The collection includes several early manuscript notebooks, the earliest being dated 1923. Amongst these are several attempts at early works including notebooks relating to The Progress of Julius, Rebecca (including the Rebecca notebook) and My Cousin Rachel. Most of her later works are represented in either original typescript (du Maurier wrote her drafts on a typewriter from c1934) or proof, and there are original and corrected typescripts for Gerald, Jamaica Inn, Rebecca, and The King's General among many others. There is further a treatment of The King's General for film, including script, partly in red ribbon typewriter ink, and her early autobiography and the photographs used in it. For some works, e.g. The Glassblowers and Mary Ann, there are in addition series of notes and research papers used for the background. Finally there is the manuscript of The Martian by her grandfather, George du Maurier, and a notebook of his which was reused by Daphne for notes for Mary Ann.
Du Maurier Papers
Scope and Content
Administrative / Biographical History
Daphne du Maurier (1907-1989), novelist, was the daughter of the actor Sir Gerald du Maurier (1873-1934), and his wife Muriel, and the granddaughter of the artist and novelist George Louis Palmella Busson du Maurier (1834-1896), artist and novelist. Daphne du Maurier grew up in Cumberland Terrace, London, and Cannon Hall, Hampstead, but her family developed strong links with Cornwall after buying a riverside house near Fowey, and it was in Cornwall that Daphne settled. She began publishing stories and articles in 1928; her first novel, The Loving Spirit, was published in 1931 by Heineman. There followed The Progress of Julius (Heineman, 1933) and Gerald, a portrait (Gollancz, 1934) before her first enduring success, Jamaica Inn, which was published by Gollancz in 1936. Two years later she published her most significant and best-loved novel, Rebecca. Besides these she published a number of other novels, short-stories and biographical portraits, blending history and literary art in some, while developing her own unique vision of the macabre in others. She published one volume of autobiography, Growing Pains about her early life in 1977. In 1932 she married Frederick A. M. Browning, later Lieutenant-General Sir Frederick (d1965); they had one son and two daughters.

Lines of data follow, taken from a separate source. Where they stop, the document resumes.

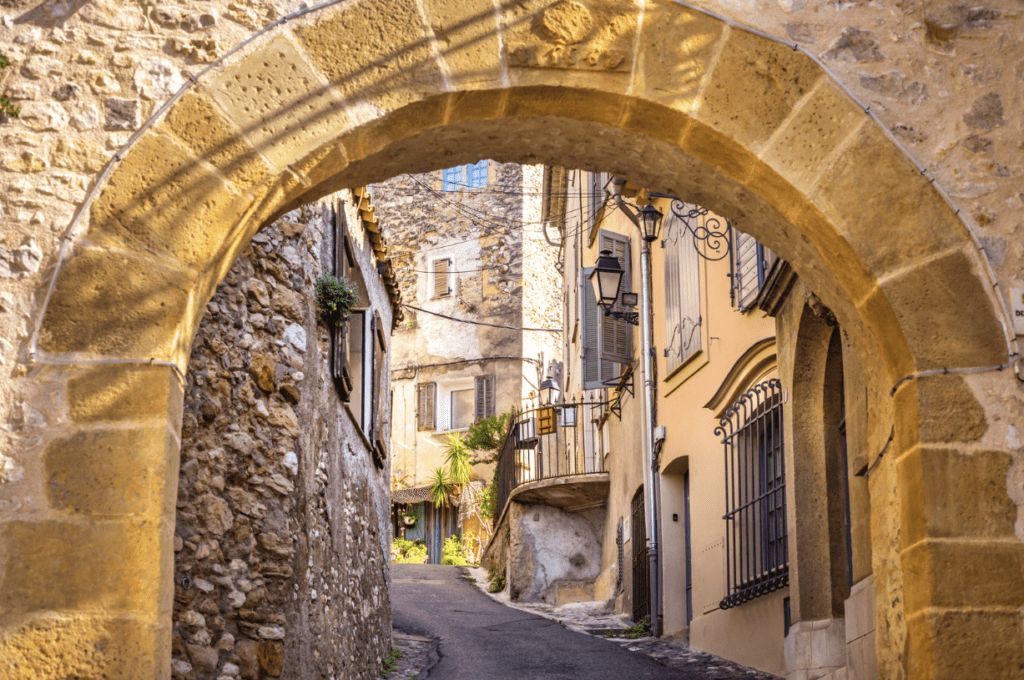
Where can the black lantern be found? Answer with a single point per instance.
(649, 219)
(606, 278)
(548, 390)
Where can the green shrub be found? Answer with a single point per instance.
(409, 552)
(335, 298)
(453, 552)
(488, 433)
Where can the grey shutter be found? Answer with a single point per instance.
(440, 278)
(682, 289)
(426, 396)
(589, 323)
(339, 336)
(484, 397)
(380, 390)
(748, 268)
(615, 336)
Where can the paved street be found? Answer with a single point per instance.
(479, 638)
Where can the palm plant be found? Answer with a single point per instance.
(457, 460)
(440, 487)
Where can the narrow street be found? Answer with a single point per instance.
(480, 638)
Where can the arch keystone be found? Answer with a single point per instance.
(754, 87)
(375, 51)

The manuscript items are sorted first; thereafter the items are organised in order of title and by date of first publication.
Usual EUL conditions apply.
Description compiled by Ian Mortimer, Archivist. Hub description entered by Charlotte Berry, Archivist, 9 September 2003.
Other Finding Aids
There is a handlist to the collection available.
Conditions Governing Use
Copying is not permitted without permission.
The papers were deposited for a time with the family's London solicitors before being delivered to the University. They were roughly listed, and sorted and re-listed on arrival at Exeter.
Some of the typescripts represent the corrected form in which a work was published and are thus published texts.